Martinez’s ascension received a cruel setback in July last year when she was diagnosed with triple-negative breast cancer, a type that is uncommon and difficult to treat. “I had one night where I cried my eyes out,” she recalls. “Yeah I was frightened, but my mum is a cancer survivor and so I decided to just get on with it.” For two months she went off social media and began chemotherapy, at the same time working to keep her Smith businesses afloat in the face of Melbourne’s Covid-19 lockdowns. “My own house became my HQ,” she says. “I wasn’t allowed out of the house after treatment started and I spent the time on the phone to my guys at the restaurant trying to keep it going.”
Around the same time she broke up with her boyfriend of four years and then shortly afterwards broke her toe. “It really was the worst year from every angle,” she says. But rather than wallow in her bad luck, Martinez used her time in treatment and in lockdown to hatch new plans. She wrote a vegan cookbook for chemo patients, focusing not on individual dishes but on levels of energy, knowing that one day a cancer patient has the strength to cook something elaborate but the next they can barely put something in the microwave. She also wrote a six-part comic strip series called The Adventures of Chuck, about the importance of surrounding yourself with a strong support network, with all proceeds going to cancer research.
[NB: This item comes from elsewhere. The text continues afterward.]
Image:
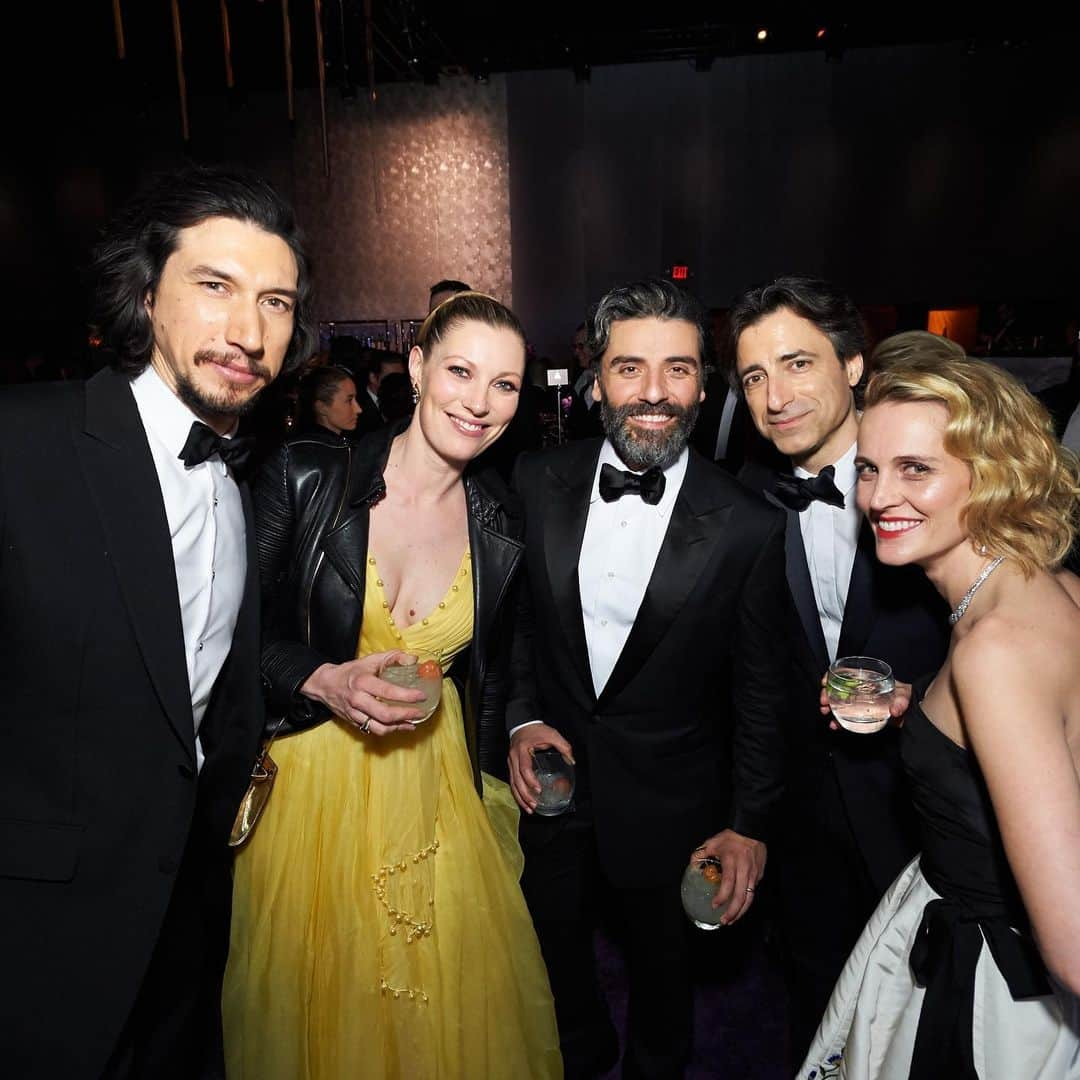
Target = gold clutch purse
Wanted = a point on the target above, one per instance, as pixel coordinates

She was also asked to help create a vegan menu for Lona Misa, an Italian eatery at the Ovolo hotel in South Yarra, which turned out to be an unexpected challenge given an unhelpful side-effect of chemo. “For about four months I couldn’t taste anything, and I was trying to put a new menu together,” she says. “There were nights when I was thinking, ‘What am I going to do? What if it doesn’t come back? Then my livelihood is gone.’”
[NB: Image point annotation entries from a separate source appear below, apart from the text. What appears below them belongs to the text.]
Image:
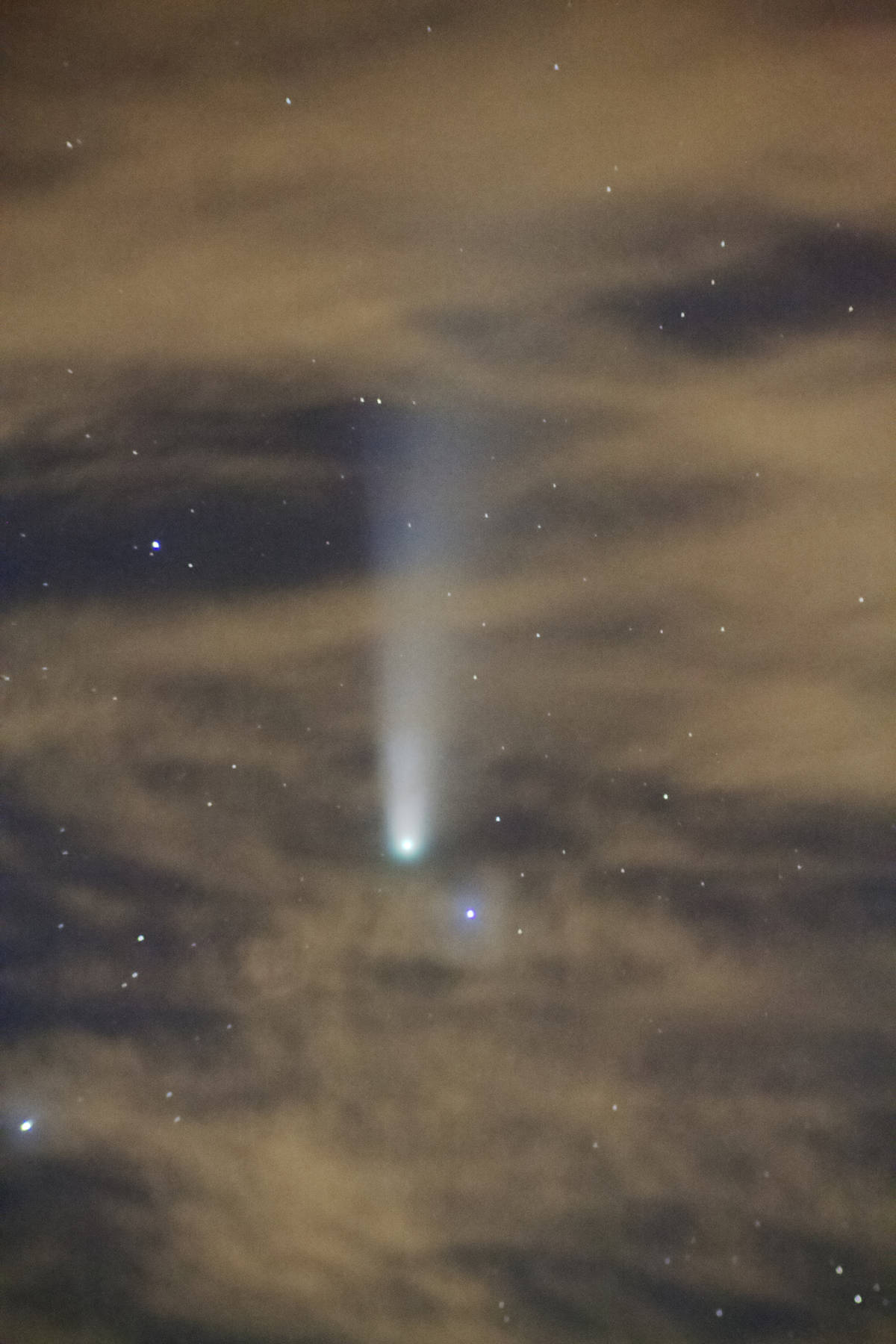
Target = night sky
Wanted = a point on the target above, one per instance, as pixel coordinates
(447, 629)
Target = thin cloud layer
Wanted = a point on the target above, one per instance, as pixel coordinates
(615, 1058)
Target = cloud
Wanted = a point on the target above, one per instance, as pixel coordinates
(282, 1089)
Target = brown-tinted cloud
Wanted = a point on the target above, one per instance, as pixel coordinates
(282, 1089)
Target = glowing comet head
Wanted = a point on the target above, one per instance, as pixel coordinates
(406, 762)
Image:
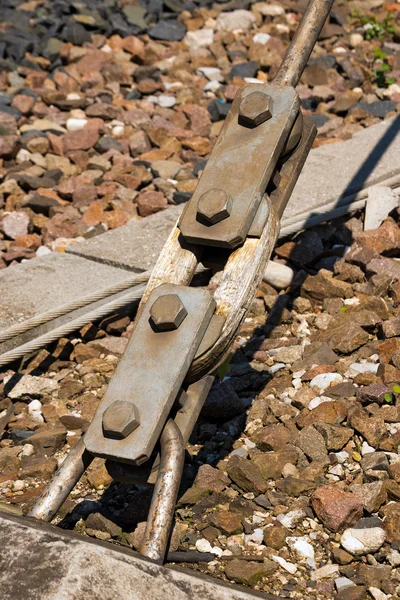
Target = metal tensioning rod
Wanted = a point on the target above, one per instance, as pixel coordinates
(303, 42)
(62, 483)
(165, 493)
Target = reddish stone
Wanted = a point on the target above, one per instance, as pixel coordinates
(23, 103)
(149, 203)
(335, 508)
(84, 139)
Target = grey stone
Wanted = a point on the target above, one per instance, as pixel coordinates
(135, 246)
(41, 561)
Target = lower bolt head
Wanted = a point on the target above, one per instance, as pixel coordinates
(167, 312)
(214, 206)
(120, 419)
(255, 109)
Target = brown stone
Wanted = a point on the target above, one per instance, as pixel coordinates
(272, 437)
(246, 475)
(246, 572)
(211, 479)
(227, 522)
(384, 240)
(149, 203)
(275, 535)
(335, 508)
(84, 139)
(272, 463)
(391, 524)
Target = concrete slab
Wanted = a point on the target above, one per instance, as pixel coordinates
(36, 286)
(41, 561)
(335, 173)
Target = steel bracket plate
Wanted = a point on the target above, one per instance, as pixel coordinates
(241, 164)
(150, 374)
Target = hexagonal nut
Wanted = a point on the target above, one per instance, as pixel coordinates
(120, 419)
(255, 109)
(167, 312)
(214, 206)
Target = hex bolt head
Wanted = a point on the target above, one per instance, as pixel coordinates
(255, 109)
(214, 206)
(167, 312)
(120, 419)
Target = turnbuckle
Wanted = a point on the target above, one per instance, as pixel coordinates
(183, 333)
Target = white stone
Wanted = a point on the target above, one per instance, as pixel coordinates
(357, 368)
(199, 39)
(291, 518)
(76, 124)
(277, 367)
(317, 401)
(343, 583)
(324, 380)
(212, 86)
(301, 547)
(22, 156)
(288, 566)
(35, 406)
(394, 558)
(363, 541)
(256, 536)
(380, 202)
(203, 545)
(27, 450)
(18, 485)
(278, 275)
(366, 449)
(237, 20)
(377, 594)
(269, 10)
(325, 572)
(261, 38)
(30, 385)
(211, 73)
(342, 456)
(355, 39)
(42, 251)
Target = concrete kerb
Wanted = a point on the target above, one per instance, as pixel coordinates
(38, 560)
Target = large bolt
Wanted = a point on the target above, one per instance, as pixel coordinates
(255, 109)
(167, 312)
(120, 419)
(214, 206)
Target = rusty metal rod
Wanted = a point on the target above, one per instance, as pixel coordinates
(165, 493)
(302, 44)
(62, 483)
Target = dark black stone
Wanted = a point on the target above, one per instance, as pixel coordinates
(76, 34)
(380, 108)
(319, 120)
(245, 69)
(218, 109)
(170, 31)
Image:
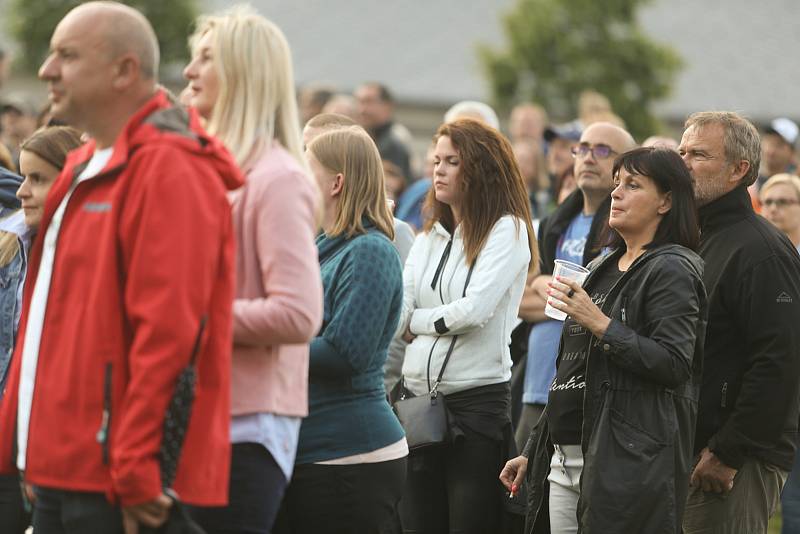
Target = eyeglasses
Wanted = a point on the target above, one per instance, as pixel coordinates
(597, 151)
(779, 202)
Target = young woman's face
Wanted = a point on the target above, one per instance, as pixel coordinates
(447, 173)
(637, 204)
(203, 78)
(39, 177)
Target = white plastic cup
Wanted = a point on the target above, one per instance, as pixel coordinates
(569, 271)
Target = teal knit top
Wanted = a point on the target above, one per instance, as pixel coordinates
(363, 292)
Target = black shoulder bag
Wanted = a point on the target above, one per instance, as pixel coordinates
(424, 418)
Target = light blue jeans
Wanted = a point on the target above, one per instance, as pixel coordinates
(566, 466)
(790, 500)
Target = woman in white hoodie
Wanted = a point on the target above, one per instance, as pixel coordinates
(463, 280)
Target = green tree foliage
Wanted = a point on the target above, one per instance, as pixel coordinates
(558, 48)
(32, 22)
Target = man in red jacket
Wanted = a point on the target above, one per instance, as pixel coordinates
(135, 254)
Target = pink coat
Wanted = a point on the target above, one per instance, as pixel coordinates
(278, 304)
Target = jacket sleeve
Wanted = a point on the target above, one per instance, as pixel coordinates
(768, 312)
(366, 296)
(674, 303)
(409, 283)
(291, 309)
(172, 234)
(504, 255)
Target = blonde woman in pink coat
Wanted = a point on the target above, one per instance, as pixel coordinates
(241, 82)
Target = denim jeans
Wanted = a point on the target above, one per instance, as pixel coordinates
(566, 467)
(254, 494)
(790, 500)
(342, 499)
(453, 488)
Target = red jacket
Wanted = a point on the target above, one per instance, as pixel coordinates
(144, 251)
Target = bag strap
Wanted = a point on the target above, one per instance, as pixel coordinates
(432, 390)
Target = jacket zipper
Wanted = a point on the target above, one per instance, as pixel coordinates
(102, 433)
(430, 355)
(437, 277)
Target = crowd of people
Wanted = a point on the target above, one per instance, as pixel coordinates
(212, 302)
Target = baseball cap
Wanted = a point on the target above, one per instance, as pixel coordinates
(786, 128)
(570, 131)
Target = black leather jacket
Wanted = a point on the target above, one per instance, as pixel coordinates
(749, 401)
(640, 402)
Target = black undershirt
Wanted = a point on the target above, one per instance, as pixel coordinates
(565, 400)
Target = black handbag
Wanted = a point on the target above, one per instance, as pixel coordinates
(176, 422)
(424, 417)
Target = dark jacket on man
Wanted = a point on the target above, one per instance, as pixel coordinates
(749, 398)
(640, 401)
(553, 227)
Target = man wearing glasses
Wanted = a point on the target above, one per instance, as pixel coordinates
(573, 232)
She winged it, using her experience and relying on the taste testing of fellow chefs. But during this grim period she also hatched her most ambitious plan – to open up a bigger and more stylish Smith & Daughters and a Smith & Deli under the same roof in a new space in Collingwood. “The restaurant will be very dark, sexy and moody, very Vivienne Westwood, elegant goth,” she says. “But the deli will be very European in style, a place where I can go back to my Spanish roots.”
Martinez has finished her treatment and now that she is clear of cancer she is determined to forge ahead rather than dwell on the past. She is playing with new frontiers for her food, with new vegan versions of ricotta and blue cheese and new versions of brisket, roast beef, prawns and fish, among others. “I try with these things and I often fail at first, but I am fine with failing because in the end it has to be spot-on,” she says.
As we speak, the noise from the workmen becomes deafening until we are shouting at each other to be heard. It’s time to end the interview but my final question to her brings the most surprising answer. After such a tough few years, what do you want from 2022? “I want to go global,” Martinez replies with a grin. “I want to have Smith & Delis all around the world. Imagine a Smith & Deli at Dubai airport – a country where there are so many vegan eaters? Yep, that’s what I want. To make this a global franchise.”
A global Aussie vegan franchise sounds about as far removed from the hippie roots of veganism as you can get. But maybe with Martinez, it is time to expect the unexpected.